Maggie Gallagher knows Jon, has spent time debating him and talking with him, and is fully aware of his views, as well as his demeanor. Yet in listening to her public pronouncements now, you would never know she was aware of non-hateful, nonviolent, rational or empathetic homosexuals. Her current rhetoric focuses solely on lesbians and gay men who hold her and her supporters in contempt. To be fair, there are plenty of those.
But what is frustrating is how Maggie - and, in fact, nearly all
of the anti same-sex marriage crowd - fail to show us the respect
and humanity that Jon displays so generously.

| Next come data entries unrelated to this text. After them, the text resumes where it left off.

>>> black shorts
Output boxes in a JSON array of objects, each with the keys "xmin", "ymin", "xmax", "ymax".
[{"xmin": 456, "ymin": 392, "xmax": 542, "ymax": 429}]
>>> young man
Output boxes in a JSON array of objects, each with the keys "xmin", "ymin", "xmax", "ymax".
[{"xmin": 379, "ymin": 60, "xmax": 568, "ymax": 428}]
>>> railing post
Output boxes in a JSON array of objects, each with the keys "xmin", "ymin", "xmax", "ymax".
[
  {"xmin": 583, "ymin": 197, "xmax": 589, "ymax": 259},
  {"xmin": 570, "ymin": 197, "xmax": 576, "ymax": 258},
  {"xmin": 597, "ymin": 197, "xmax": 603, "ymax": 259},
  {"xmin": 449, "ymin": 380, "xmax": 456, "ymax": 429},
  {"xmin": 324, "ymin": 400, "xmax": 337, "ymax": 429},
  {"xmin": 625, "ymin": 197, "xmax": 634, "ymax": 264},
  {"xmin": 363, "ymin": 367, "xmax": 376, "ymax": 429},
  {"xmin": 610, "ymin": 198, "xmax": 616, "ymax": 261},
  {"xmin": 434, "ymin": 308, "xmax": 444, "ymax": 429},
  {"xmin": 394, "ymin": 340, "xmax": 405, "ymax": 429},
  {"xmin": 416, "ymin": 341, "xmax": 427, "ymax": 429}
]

Jon does not shy away from directly confronting the best arguments against his own position. This piece, like most everything else I've read of his, lays out a fair and clear articulation of the opposition, and tries to understand it, the better to answer it.

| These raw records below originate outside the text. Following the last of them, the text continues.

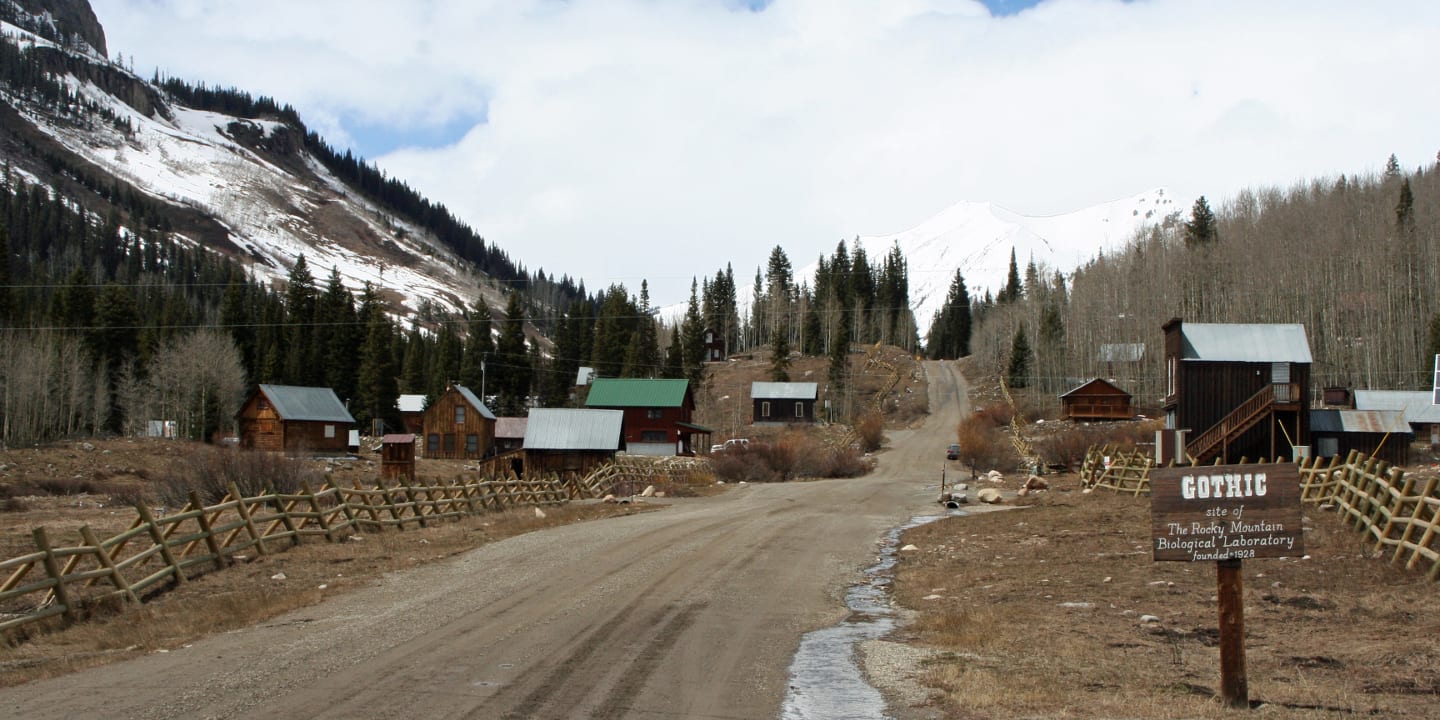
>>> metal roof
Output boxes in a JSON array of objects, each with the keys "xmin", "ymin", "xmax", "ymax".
[
  {"xmin": 1096, "ymin": 343, "xmax": 1145, "ymax": 363},
  {"xmin": 750, "ymin": 383, "xmax": 819, "ymax": 400},
  {"xmin": 495, "ymin": 418, "xmax": 526, "ymax": 439},
  {"xmin": 1179, "ymin": 323, "xmax": 1313, "ymax": 363},
  {"xmin": 452, "ymin": 384, "xmax": 495, "ymax": 420},
  {"xmin": 1310, "ymin": 410, "xmax": 1413, "ymax": 435},
  {"xmin": 259, "ymin": 384, "xmax": 356, "ymax": 423},
  {"xmin": 526, "ymin": 408, "xmax": 625, "ymax": 451},
  {"xmin": 1355, "ymin": 390, "xmax": 1440, "ymax": 425},
  {"xmin": 585, "ymin": 377, "xmax": 690, "ymax": 408}
]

Here is the test of good faith in political debate: Each side should be able to convey the other side's position to the other side's satisfaction. Jon, I think, meets this standard. Some opponents of same-sex marriage are very concerned about homosexuality in general, and feel that same-sex marriage would normalize homosexuality. That, in their view, is a socially dangerous thing to do. Others, and Maggie is in this camp, are less concerned with the normalization of homosexuality than with what they view as the abnormalization of the conventionally defined family. While there is certainly some compression and simplification here - Jon is, after all, not making their argument, just hoping to describe it fairly - I think it is hard for same-sex marriage opponents to disagree with his summation, though they would certainly want to elaborate.
Compare that with the way Maggie approaches the political debate. The very heart of our argument is equality; the law treats heterosexuals differently than homosexuals, and, in the vast majority of states, virtually ignores the existence of same-sex couples as families. While I have heard Maggie refer respectfully to lesbians and gay men of her acquaintance, she does not try to engage our argument and respond to it; she simply avoids it. She doesn't care about what happens to same-sex couples under the law. Her entire focus is on the rights of heterosexuals, and their role in society.
That is consistent with her concern about heterosexual families, but her inability or unwillingness to engage our best arguments shows that she is not interested in having a debate; she is content to continue a monologue. But heterosexuals are not the only people in the country, and the failure to even try to understand the world from the point of view of homosexuals is very strong evidence of a blithe ill will, at best, and intent to discriminate against a minority at worst.
Compare Maggie with David Blankenhorn. He, too, knows Jon, and has spent time in debate over same-sex marriage. But he is not afraid to acknowledge that we do, in fact, have an argument that merits response. This has harmed his case (to the extent he wants to preserve exclusively opposite-sex marriage) because it necessarily concedes same-sex couples are, in fact, being treated unfairly. His testimony in the Prop. 8 trial was extremely damaging to our opponents only because it was candid and humane. Every trial lawyer knows these can be fatal qualities in a witness, however valuable they are in a human being.
Aside from Blankenhorn, there are virtually no opponents of same-sex marriage who seem willing to treat us with the courtesy and dignity that Jon regularly displays, to actually articulate our side and then explain why we are wrong. I won't claim that Jon is representative of the kind of argumentation I prefer, but there is far more of it in support of same-sex marriage than there is in opposition.
That asymmetry is the source of the annoyance and peevishness among our supporters that Maggie exploits so well. She continues to win the imaginary debate she is having with herself, but she does her cause no honor by ignoring the very real arguments that could prove her wrong. She'd have done well to learn something from Jon while she had the chance.
NOTE: In the Comments, Jorge correctly points out that I'd inadvertently included the wrong link to Maggie's current rhetoric. I've fixed it to link to the correct video of Maggie calling us out for being hateful because we disagree with her.